LoRA methods
A popular way to efficiently train large models is to insert (typically in the attention blocks) smaller trainable matrices that are a low-rank decomposition of the delta weight matrix to be learnt during finetuning. The pretrained model’s original weight matrix is frozen and only the smaller matrices are updated during training. This reduces the number of trainable parameters, reducing memory usage and training time which can be very expensive for large models.
There are several different ways to express the weight matrix as a low-rank decomposition, but Low-Rank Adaptation (LoRA) is the most common method. The PEFT library supports several other LoRA variants, such as Low-Rank Hadamard Product (LoHa), Low-Rank Kronecker Product (LoKr), and Adaptive Low-Rank Adaptation (AdaLoRA). You can learn more about how these methods work conceptually in the Adapters guide. If you’re interested in applying these methods to other tasks and use cases like semantic segmentation, token classification, take a look at our notebook collection!

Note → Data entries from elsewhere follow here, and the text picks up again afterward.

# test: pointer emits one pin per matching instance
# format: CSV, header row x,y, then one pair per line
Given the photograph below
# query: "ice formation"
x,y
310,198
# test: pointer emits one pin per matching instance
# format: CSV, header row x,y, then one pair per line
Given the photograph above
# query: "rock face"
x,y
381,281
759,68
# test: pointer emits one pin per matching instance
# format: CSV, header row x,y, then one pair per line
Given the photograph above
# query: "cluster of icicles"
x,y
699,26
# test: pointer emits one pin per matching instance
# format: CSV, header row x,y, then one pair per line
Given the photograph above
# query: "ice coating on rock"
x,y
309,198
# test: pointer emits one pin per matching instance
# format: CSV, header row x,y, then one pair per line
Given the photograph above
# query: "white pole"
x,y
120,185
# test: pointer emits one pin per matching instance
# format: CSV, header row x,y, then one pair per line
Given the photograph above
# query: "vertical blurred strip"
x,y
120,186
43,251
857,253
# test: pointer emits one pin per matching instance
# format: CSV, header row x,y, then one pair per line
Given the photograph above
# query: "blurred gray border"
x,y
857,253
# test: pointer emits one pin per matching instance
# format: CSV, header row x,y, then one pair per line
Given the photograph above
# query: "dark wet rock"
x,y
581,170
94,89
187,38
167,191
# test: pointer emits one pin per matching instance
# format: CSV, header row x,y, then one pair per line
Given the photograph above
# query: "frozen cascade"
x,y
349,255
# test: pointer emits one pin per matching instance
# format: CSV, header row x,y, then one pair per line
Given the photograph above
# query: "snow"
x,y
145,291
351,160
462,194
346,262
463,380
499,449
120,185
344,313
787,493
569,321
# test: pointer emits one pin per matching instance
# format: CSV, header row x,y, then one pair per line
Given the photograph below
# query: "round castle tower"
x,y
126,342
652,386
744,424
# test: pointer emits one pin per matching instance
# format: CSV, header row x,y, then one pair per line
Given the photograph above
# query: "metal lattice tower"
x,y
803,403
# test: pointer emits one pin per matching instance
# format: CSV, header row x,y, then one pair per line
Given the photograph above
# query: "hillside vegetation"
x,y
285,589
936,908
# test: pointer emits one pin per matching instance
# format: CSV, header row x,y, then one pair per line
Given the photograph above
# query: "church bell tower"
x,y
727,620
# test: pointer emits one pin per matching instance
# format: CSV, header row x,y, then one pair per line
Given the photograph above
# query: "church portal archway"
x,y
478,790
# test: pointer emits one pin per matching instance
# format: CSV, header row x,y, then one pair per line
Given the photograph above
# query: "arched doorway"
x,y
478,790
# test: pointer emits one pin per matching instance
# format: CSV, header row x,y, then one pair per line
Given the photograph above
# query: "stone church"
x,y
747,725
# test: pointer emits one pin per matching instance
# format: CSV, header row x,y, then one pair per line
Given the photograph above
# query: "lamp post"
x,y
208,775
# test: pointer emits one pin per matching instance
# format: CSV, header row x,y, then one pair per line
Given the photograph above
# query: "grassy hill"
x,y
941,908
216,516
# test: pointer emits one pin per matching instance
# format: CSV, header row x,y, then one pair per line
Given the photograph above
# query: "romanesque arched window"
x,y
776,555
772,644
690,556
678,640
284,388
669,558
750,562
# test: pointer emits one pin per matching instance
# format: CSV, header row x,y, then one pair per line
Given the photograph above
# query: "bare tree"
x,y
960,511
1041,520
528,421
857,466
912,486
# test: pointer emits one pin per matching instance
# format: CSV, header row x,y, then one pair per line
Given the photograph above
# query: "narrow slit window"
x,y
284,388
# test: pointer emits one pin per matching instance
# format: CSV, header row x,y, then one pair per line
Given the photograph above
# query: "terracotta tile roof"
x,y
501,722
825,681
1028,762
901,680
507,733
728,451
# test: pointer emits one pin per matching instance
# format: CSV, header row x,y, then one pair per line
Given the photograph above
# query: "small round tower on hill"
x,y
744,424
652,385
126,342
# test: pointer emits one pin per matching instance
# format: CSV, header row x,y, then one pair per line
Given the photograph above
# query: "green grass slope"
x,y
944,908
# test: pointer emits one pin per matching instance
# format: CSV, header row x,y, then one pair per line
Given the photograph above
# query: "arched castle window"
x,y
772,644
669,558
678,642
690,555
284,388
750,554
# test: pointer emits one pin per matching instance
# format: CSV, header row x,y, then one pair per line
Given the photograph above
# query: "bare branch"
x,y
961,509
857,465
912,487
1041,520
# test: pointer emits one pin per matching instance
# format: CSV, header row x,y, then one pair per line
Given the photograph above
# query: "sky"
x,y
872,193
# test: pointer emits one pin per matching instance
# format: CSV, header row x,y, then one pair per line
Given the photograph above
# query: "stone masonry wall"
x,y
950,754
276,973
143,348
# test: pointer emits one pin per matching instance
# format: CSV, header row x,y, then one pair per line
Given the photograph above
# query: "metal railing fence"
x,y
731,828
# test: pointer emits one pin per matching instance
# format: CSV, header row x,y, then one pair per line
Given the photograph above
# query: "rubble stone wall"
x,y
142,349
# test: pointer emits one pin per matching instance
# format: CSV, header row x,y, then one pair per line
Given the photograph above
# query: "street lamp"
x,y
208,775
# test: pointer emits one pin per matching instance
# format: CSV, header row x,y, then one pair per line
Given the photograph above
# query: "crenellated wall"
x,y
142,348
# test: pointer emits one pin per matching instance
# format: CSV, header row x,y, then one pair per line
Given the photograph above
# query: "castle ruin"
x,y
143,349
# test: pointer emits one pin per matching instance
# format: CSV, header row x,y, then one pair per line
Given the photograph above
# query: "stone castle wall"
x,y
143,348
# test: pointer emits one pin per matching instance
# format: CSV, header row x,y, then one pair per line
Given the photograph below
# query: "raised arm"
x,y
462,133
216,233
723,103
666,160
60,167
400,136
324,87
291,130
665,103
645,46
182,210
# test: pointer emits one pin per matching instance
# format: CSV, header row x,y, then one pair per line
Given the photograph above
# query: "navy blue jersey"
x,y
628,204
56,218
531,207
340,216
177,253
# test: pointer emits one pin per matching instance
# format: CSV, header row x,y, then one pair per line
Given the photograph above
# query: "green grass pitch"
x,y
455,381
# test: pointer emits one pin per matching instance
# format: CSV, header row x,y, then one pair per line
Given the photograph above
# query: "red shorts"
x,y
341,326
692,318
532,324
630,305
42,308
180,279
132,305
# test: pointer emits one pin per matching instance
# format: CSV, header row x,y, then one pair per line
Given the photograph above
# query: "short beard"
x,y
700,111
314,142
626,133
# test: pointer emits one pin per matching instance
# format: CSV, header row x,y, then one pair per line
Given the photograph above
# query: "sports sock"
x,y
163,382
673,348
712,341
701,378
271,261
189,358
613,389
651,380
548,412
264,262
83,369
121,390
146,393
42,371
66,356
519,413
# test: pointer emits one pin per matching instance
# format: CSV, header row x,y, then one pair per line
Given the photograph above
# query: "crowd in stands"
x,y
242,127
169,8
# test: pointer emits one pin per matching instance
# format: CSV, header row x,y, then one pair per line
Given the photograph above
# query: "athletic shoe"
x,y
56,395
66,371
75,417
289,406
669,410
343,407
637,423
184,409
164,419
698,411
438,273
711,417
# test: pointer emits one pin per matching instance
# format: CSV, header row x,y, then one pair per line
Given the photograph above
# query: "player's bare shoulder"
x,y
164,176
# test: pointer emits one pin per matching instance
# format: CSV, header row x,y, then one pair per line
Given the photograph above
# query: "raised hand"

Additionally, PEFT supports the X-LoRA Mixture of LoRA Experts method.
This guide will show you how to quickly train an image classification model - with a low-rank decomposition method - to identify the class of food shown in an image.
Some familiarity with the general process of training an image classification model would be really helpful and allow you to focus on the low-rank decomposition methods. If you’re new, we recommend taking a look at the Image classification guide first from the Transformers documentation. When you’re ready, come back and see how easy it is to drop PEFT in to your training!
Before you begin, make sure you have all the necessary libraries installed.
pip install -q peft transformers datasets
Dataset
In this guide, you’ll use the Food-101 dataset which contains images of 101 food classes (take a look at the dataset viewer to get a better idea of what the dataset looks like).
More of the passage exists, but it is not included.